需要扫描图像，并得到有效停车区域，如下面黄色标识出来的位置：

一个懒办法是程序写死每个停车场的位置，而不是自动检测停车场。但是如果移动摄像机，探测不同街道上的停车位，就必须再次手动定位停车位置。这样看来这个方法一点都不好，还是要采用自动检测停车位的方法。

其中一个想法是识别停车计时器并假设每个计时器旁边都有一个停车位:

但是这种方法也有一些问题。首先，并不是每个停车位有一个停车计时器，而且我们最想先找到免费停车位。第二，知道停车计时器的位置还不能告诉我们确切的停车位置点。

另一个想法是搭建一个目标检测模型，找到在马路上画的停车位记号，就像下图标识出来的：

这种方法也有两个难点。首先，从远处看，停车位线的标志很小，很难看到，增加了识别难度；其次，道路上还有各种交通标记线，比如车道线、人行道斑马线，这也给识别增加了难度。

或许还可以换个思维方式，回避一些技术挑战。重新思考停车位到底是什么呢?无非是一个车需要停放一定时间的位置。所以我们可能根本不需要检测停车位，只要检测出长时间不动的车，并假设它们的位置就是停车位。

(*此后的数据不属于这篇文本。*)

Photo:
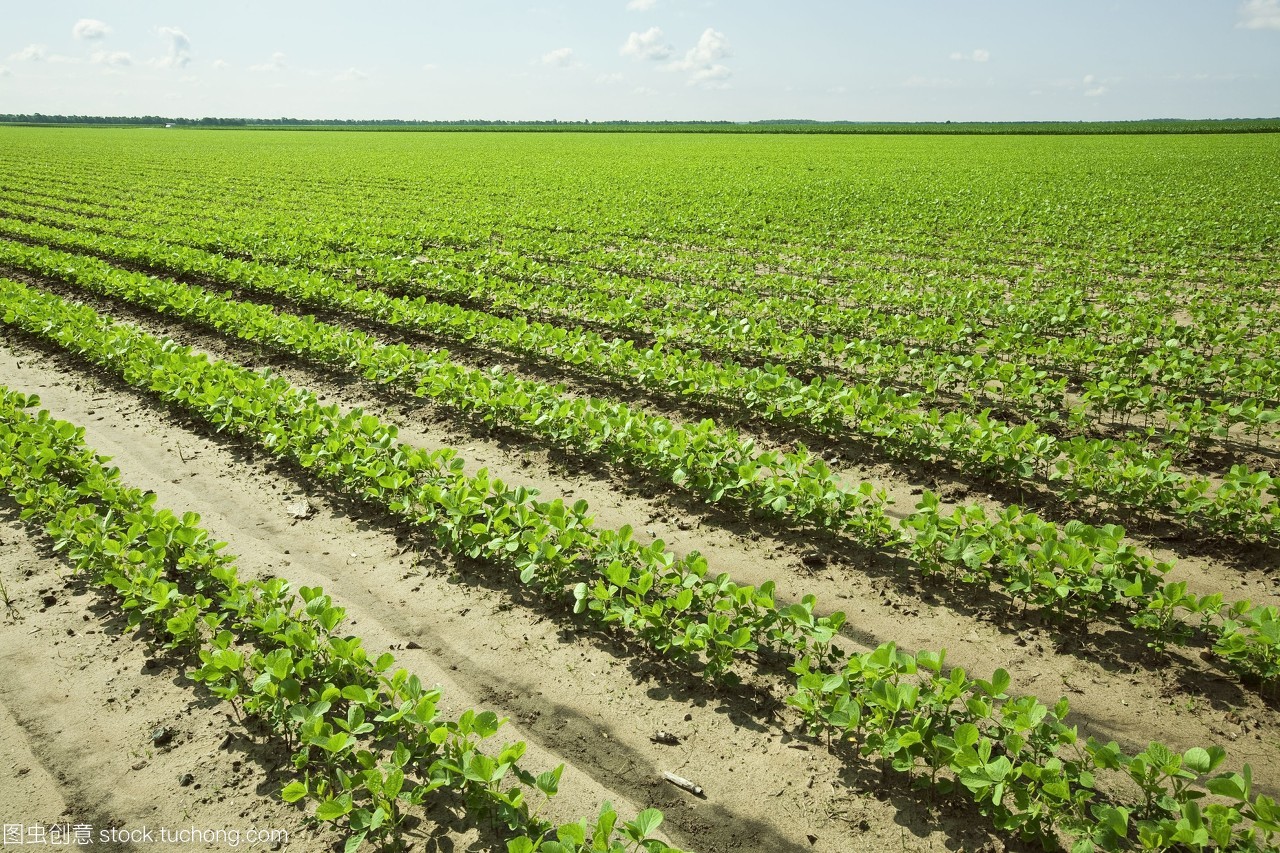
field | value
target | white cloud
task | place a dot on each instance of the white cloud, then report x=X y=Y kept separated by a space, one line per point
x=31 y=54
x=88 y=30
x=702 y=60
x=179 y=48
x=1260 y=14
x=560 y=58
x=647 y=45
x=275 y=64
x=712 y=45
x=114 y=58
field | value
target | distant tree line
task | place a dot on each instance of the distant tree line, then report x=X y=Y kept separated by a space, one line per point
x=768 y=126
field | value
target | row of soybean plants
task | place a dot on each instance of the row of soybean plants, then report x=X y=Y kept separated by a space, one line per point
x=1011 y=756
x=1102 y=474
x=368 y=739
x=1074 y=573
x=981 y=223
x=1153 y=375
x=388 y=199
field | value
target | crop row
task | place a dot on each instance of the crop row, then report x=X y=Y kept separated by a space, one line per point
x=670 y=603
x=1109 y=475
x=1185 y=397
x=1005 y=753
x=1075 y=574
x=993 y=291
x=368 y=739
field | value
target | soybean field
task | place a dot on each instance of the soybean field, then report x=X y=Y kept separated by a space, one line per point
x=643 y=492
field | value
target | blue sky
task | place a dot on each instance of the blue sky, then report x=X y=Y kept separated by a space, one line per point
x=645 y=59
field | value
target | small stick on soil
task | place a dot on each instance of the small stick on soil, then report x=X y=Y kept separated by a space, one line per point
x=680 y=781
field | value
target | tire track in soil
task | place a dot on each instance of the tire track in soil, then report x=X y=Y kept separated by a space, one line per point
x=95 y=731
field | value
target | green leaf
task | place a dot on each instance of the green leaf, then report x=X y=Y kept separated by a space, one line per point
x=647 y=821
x=293 y=792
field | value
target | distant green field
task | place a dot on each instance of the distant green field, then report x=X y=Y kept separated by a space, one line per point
x=782 y=126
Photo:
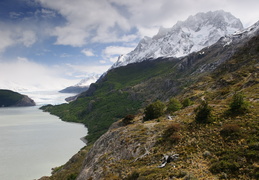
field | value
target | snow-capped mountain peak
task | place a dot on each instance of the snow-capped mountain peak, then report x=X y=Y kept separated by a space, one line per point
x=185 y=37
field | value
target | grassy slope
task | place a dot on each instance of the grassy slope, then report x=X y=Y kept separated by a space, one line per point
x=113 y=99
x=234 y=156
x=9 y=98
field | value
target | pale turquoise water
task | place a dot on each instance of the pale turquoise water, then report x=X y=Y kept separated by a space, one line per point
x=32 y=142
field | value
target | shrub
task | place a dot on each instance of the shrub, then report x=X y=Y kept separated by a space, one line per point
x=133 y=176
x=224 y=166
x=203 y=113
x=174 y=138
x=187 y=102
x=174 y=105
x=230 y=130
x=154 y=110
x=128 y=119
x=172 y=129
x=238 y=105
x=171 y=133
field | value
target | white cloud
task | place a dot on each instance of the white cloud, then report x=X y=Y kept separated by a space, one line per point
x=88 y=69
x=106 y=21
x=85 y=20
x=12 y=35
x=102 y=61
x=88 y=52
x=24 y=75
x=27 y=38
x=116 y=50
x=111 y=53
x=6 y=40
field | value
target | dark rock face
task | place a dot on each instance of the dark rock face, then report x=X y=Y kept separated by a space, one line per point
x=10 y=98
x=25 y=101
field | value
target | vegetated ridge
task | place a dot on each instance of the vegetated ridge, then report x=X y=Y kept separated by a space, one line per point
x=10 y=98
x=212 y=136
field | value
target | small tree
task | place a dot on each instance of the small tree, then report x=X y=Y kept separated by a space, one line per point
x=238 y=105
x=174 y=105
x=203 y=113
x=154 y=110
x=187 y=102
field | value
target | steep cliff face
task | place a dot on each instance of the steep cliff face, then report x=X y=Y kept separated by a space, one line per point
x=128 y=143
x=192 y=35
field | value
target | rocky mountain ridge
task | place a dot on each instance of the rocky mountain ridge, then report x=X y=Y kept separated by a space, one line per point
x=197 y=32
x=206 y=151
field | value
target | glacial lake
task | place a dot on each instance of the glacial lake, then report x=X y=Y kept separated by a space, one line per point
x=32 y=142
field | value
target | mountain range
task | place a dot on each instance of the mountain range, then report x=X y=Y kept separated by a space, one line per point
x=175 y=64
x=185 y=37
x=82 y=86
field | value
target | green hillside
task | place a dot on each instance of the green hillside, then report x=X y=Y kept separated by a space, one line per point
x=125 y=90
x=214 y=131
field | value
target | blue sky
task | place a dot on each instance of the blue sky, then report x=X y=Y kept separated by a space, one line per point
x=60 y=42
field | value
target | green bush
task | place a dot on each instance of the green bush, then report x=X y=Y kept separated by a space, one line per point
x=128 y=119
x=133 y=176
x=154 y=110
x=171 y=134
x=172 y=129
x=203 y=113
x=174 y=105
x=230 y=130
x=238 y=105
x=186 y=102
x=224 y=166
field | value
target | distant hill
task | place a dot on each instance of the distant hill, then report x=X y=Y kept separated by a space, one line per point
x=215 y=136
x=10 y=98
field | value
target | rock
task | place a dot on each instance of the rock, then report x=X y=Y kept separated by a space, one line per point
x=207 y=154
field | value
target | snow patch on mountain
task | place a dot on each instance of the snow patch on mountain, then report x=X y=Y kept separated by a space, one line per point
x=185 y=37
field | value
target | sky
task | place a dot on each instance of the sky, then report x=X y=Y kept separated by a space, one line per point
x=51 y=44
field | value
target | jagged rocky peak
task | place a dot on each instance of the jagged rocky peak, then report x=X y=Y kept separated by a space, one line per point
x=185 y=37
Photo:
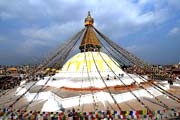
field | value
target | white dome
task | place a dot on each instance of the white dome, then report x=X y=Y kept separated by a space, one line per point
x=83 y=62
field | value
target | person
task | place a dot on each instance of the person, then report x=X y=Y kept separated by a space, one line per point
x=108 y=77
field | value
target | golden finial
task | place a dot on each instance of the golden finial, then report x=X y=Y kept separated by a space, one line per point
x=89 y=20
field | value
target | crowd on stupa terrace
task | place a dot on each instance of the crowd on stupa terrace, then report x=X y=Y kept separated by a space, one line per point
x=11 y=76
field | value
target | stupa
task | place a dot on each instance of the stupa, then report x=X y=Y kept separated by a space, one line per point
x=90 y=80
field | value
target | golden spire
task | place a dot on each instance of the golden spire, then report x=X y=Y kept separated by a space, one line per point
x=88 y=20
x=90 y=41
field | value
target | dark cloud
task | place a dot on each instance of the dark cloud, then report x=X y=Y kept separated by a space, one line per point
x=34 y=27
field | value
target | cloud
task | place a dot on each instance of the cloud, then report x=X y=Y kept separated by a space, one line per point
x=40 y=24
x=174 y=31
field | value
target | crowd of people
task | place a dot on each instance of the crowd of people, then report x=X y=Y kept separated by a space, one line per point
x=9 y=82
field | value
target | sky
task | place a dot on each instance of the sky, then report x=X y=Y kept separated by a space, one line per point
x=30 y=29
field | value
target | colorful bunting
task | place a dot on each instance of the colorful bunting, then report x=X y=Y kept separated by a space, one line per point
x=138 y=114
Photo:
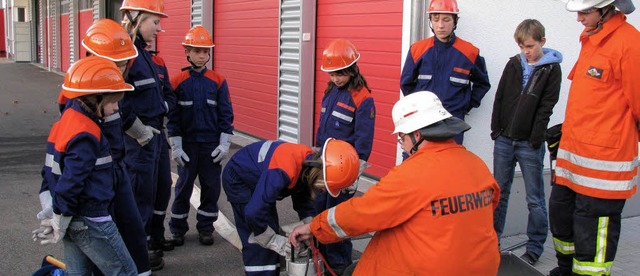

所以，如果我们能检测出汽车，并找出哪些车在视频帧之间没有移动，就可以推断停车位的位置。

二、在图像中检测汽车

在视频中检测车辆是一个经典的目标检测问题。有很多机器学习方法可以实现。下面列出了一些最常见的目标检测算法：

1、通过 HOG（梯度方向直方图）目标检测器检测出所有的车。这种非深度学习方法运行起来相对较快，但它无法处理汽车在不同方向上的旋转问题。

2、通过 CNN（卷积神经网络）目标检测器检测所有的车。这种方法是准确的，但是效率比较低，因为同一张图像必须扫描多次，以检测到所有的汽车。虽然它可以很容易地对不同旋转方向的汽车定向，但是比 HOG 方法需要更多的训练数据。

3、使用新的深度学习方法，如 Mask R-CNN，Faster R-CNN 或者 YOLO 算法，兼容准确性和运行效率，大大加快了检测过程。一旦有大量的训练数据，在 GPU 上运行也很快。

通常来说，我们希望选择最简单可行的算法和最少的训练数据，而不是一定要用那些流行的新的算法。基于目前这种特殊场景下，Mask R- CNN 是一个不错的选择。

Mask R-CNN 架构就是在整个图像中检测对象，不使用滑动窗口的方式，所以运行速度很快。有了 GPU 处理器，我们能够每秒处理多帧的高分辨率视频，从中检测到车辆。

Mask R-CNN 为我们提供了很多检测到的信息。大多数目标检测算法只返回每个对象的边框。但是 Mask R-CNN 不仅会给我们每个对象的位置，也会给出一个对象的轮廓，像这样:

为了训练 Mask R-CNN 模型，我们需要很多这类检测物体的图片。可以花几天的时间出去拍摄照片，不过已经存在一些汽车图像的公共数据集。有一个很流行的数据集叫做COCO（Common Objects In Context的缩写），它里面已经有超过 12000 张汽车的图片。下面就是一个 COCO 数据集中的图像:

这些数据可以很好的训练 Mask R-CNN 模型，而且已经有很多人使用过 COCO数据集，并分享了训练的结果。所以我们可以直接使用一些训练好的模型，在本项目中使用 Matterport 的开源模型。

不仅能识别车辆，还能识别到交通灯和人。有趣的是，它把其中一棵树识别成“potted plant”。对于图像中检测到的每个对象，我们从 MaskR-CNN 模型得出以下 4 点：

（1）不同对象的类别，COCO 模型可以识别出 80 种不同的物体，比如小轿车和卡车。

（2）目标识别的置信度，数字越大，说明模型识别对象的精准度越高。

（3）图像中物体的边界框，给定了 X/Y 像素的位置。

（4）位图“mask”说明了边框内哪些像素是对象的一部分，哪些不是。使用“mask”数据，我们也可以算出物体的轮廓。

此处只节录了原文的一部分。